Agent Frameworks

VLM-CAD: VLM-Optimized Collaborative Agent Design Workflow for Analog Circuit Sizing

New workflow combines VLMs with symbolic reasoning to overcome AI's spatial blindness in engineering.

Deep Dive

A research team led by Guanyuan Pan has introduced VLM-CAD (Vision Language Model-Optimized Collaborative Agent Design Workflow), a novel AI system designed to tackle the notoriously difficult task of analog circuit sizing. The work addresses a critical weakness of current Vision Language Models (VLMs) like GPT-4V: their "spatial blindness" and tendency for logical hallucinations when interpreting dense, structured engineering schematics. VLM-CAD bridges this gap by deploying a multi-agent workflow where specialized modules handle different reasoning steps, anchored in deterministic facts rather than pure statistical inference.

At its core, VLM-CAD uses a neuro-symbolic parsing module called Image2Net, which transforms raw circuit diagram pixels into explicit topological graphs and structured JSON representations. This provides a factual, unambiguous foundation for the VLM to reason upon. To ensure reliability for high-stakes engineering decisions, the system employs ExTuRBO (Explainable Trust Region Bayesian Optimization), an advanced optimizer that uses agent-generated "semantic seeds" to warm-start searches and provides quantified evidence for every AI-generated design choice through Automatic Relevance Determination.

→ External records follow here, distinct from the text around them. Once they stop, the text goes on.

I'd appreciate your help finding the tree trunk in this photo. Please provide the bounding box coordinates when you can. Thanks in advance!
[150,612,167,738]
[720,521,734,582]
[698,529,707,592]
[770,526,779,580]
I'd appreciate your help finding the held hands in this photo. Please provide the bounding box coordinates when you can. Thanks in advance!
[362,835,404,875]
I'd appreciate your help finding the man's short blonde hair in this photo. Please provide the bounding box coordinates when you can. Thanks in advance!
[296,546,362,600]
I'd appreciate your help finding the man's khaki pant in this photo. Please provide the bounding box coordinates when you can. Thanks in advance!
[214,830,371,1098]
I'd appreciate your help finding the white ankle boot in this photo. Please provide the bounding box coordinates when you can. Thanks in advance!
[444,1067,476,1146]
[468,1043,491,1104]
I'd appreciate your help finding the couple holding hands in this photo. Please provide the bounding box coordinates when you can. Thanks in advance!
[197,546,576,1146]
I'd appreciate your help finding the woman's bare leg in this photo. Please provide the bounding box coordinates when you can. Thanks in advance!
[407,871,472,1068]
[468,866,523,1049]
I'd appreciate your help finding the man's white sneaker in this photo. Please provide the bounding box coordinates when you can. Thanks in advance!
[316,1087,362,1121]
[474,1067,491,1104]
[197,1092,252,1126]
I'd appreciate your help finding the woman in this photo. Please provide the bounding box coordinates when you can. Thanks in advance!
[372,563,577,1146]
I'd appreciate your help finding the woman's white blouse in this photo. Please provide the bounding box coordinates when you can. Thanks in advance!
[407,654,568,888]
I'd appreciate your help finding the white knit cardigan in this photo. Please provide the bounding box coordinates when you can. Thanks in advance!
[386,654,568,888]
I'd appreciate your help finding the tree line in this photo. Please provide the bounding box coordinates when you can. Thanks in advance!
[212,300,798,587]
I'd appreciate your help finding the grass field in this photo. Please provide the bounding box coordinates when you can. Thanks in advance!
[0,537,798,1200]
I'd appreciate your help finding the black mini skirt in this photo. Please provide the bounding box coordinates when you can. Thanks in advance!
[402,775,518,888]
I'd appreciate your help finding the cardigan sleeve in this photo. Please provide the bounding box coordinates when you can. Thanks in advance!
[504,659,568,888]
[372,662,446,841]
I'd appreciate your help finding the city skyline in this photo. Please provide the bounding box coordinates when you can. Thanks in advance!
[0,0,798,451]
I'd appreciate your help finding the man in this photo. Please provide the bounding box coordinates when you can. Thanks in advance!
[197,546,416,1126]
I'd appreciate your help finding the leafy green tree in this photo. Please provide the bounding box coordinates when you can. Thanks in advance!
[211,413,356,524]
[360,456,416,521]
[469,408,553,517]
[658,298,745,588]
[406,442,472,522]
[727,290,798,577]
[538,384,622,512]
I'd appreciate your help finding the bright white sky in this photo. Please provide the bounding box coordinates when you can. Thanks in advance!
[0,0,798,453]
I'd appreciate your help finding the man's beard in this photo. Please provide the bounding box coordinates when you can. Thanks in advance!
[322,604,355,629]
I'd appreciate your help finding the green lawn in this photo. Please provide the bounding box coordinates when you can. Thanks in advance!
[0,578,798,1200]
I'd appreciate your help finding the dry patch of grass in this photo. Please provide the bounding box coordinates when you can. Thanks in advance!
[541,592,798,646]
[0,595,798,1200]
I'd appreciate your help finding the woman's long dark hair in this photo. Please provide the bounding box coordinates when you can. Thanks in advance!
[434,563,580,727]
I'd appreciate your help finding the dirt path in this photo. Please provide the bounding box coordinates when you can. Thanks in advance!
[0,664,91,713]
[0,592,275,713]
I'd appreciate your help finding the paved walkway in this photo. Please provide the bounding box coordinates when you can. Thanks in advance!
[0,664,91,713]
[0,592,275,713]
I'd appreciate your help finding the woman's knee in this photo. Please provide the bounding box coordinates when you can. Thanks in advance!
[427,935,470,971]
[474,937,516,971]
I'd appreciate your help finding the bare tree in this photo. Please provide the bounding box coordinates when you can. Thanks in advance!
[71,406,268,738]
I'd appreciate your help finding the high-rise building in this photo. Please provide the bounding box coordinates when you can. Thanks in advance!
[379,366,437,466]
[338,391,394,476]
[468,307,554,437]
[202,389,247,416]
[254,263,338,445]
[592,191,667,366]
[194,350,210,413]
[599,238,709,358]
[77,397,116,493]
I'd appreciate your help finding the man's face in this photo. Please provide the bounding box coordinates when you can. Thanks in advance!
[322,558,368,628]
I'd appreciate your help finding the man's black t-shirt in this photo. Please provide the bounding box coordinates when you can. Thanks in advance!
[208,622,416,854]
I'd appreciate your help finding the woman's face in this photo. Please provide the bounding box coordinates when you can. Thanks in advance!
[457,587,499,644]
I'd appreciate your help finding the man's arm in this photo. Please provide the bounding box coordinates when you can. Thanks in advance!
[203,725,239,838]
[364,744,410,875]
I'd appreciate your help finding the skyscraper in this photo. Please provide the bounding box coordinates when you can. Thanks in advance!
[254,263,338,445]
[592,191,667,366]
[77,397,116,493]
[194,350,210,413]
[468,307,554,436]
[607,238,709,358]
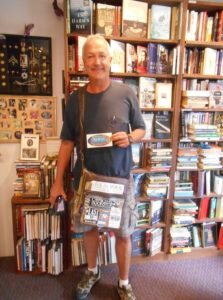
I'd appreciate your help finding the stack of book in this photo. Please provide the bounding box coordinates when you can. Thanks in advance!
[188,124,220,141]
[147,148,172,172]
[131,228,146,256]
[136,200,163,227]
[172,199,198,225]
[198,144,223,170]
[201,222,218,248]
[13,160,44,197]
[170,226,191,254]
[177,147,198,170]
[136,202,151,227]
[145,228,163,256]
[142,173,170,198]
[174,181,194,197]
[181,90,210,108]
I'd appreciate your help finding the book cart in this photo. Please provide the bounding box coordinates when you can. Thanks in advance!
[64,0,223,265]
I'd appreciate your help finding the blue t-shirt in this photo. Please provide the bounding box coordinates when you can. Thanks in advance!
[61,82,145,187]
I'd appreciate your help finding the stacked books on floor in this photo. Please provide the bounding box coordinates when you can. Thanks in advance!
[147,148,172,172]
[181,90,210,109]
[142,173,170,198]
[172,199,198,225]
[16,204,63,275]
[132,228,163,256]
[170,226,191,254]
[71,231,117,266]
[174,181,194,197]
[198,144,223,170]
[14,155,57,199]
[177,147,198,170]
[136,200,164,227]
[188,124,221,141]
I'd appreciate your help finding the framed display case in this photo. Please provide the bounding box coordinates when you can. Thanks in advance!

The experimental results, submitted to ACM Multimedia 2026, demonstrate significant gains. On two complex circuit benchmarks, VLM-CAD dramatically enhanced spatial reasoning accuracy while maintaining physics-based explainability—a must for engineering trust. Crucially, the AI-driven workflow consistently met complex performance specifications while optimizing for low power consumption, completing the entire design process in under 66 minutes. This represents a major step toward deploying robust, explainable multimodal AI in specialized technical domains where precision is non-negotiable.

Key Points
  • Integrates Image2Net, a neuro-symbolic parser that converts circuit schematics into topological graphs and JSON to ground VLM reasoning.
  • Uses ExTuRBO, an explainable Bayesian optimizer that provides quantified evidence for AI decisions via Automatic Relevance Determination.
  • Achieved high accuracy on complex benchmarks, satisfying specs with low power in under 66 minutes total runtime.

Why It Matters

Automates a complex, weeks-long engineering task in about an hour with explainable AI, potentially accelerating chip and hardware design.